Re: [PATCH 0/3] scripts/spelling.txt: add some spelling pairs and reorder

From: Andy Shevchenko
Date: Fri Jun 11 2021 - 04:11:50 EST


On Fri, Jun 11, 2021 at 11:02 AM Andy Shevchenko
<andy.shevchenko@xxxxxxxxx> wrote:
> On Fri, Jun 11, 2021 at 10:19 AM Zhen Lei <thunder.leizhen@xxxxxxxxxx> wrote:
> >
> > Add spelling_sanitizer.sh and use it to reorder, then add some spelling
> > "mistake||correction" pairs.
>
> The sorting idea is good, but the order is not.
> What you really need is to use language corpus [1] instead. So in such
> case you will eliminate false positives (to some extent).

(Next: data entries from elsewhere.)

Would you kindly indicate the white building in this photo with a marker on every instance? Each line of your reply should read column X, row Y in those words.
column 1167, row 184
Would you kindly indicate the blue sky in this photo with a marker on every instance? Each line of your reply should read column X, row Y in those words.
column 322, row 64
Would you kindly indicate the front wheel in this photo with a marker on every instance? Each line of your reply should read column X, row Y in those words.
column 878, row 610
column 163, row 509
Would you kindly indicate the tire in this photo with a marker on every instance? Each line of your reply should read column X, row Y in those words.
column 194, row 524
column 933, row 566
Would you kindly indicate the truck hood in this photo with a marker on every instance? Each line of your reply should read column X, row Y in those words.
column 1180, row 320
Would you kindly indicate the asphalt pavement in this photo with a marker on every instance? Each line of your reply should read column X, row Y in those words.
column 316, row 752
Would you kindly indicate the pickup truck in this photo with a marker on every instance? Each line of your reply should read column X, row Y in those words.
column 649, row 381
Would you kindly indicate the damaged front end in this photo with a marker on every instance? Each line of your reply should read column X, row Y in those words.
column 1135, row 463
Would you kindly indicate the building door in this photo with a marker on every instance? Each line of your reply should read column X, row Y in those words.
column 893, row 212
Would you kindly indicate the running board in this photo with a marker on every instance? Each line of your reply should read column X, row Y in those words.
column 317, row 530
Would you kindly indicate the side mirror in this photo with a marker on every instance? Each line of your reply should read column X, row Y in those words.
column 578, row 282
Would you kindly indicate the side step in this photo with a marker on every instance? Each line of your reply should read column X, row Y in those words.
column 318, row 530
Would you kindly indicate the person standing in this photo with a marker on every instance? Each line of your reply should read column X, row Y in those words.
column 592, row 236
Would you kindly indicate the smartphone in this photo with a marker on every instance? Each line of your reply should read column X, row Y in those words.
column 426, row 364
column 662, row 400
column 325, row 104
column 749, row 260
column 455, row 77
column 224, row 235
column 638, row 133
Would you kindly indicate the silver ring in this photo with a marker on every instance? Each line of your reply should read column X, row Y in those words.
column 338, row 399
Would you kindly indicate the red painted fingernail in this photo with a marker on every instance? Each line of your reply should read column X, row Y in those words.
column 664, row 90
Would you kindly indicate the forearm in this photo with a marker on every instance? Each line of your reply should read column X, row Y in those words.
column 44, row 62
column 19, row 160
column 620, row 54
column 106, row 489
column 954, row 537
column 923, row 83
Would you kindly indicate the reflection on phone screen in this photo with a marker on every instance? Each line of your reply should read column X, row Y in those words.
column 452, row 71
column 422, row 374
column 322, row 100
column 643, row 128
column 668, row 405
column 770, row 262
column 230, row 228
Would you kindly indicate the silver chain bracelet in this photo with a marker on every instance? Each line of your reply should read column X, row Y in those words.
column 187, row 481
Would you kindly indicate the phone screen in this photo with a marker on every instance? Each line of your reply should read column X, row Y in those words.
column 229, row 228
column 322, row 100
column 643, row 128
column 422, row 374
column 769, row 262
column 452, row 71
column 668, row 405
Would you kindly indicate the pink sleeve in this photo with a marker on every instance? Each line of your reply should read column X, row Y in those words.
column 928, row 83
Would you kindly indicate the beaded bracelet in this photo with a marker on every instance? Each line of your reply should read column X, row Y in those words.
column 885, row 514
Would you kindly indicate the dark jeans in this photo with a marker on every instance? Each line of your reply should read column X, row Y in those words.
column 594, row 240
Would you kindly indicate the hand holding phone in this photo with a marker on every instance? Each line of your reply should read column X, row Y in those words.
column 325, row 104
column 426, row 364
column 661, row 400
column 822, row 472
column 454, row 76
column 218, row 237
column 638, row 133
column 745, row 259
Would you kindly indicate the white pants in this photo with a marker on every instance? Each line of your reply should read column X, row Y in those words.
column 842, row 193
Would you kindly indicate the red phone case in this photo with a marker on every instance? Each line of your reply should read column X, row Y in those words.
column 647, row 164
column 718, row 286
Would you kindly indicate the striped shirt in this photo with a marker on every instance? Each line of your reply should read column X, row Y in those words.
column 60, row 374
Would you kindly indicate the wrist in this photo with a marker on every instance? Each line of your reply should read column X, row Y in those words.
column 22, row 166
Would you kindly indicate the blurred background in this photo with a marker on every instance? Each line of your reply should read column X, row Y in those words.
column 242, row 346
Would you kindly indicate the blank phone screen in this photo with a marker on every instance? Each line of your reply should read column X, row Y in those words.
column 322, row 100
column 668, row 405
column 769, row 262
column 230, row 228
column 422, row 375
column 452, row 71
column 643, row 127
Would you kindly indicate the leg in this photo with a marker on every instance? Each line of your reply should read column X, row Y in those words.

Perhaps I need to elaborate what I meant. The (important) feature of
the corpus is sorting by frequency of the word usage. That's what
would be the best. Unfortunately I don't know if codespell uses linear
search or hash based (i.o.w. does it convert the input file to the
Python list() or set() object?).

> [1]: https://en.wikipedia.org/wiki/Corpus_of_Contemporary_American_English


--
With Best Regards,
Andy Shevchenko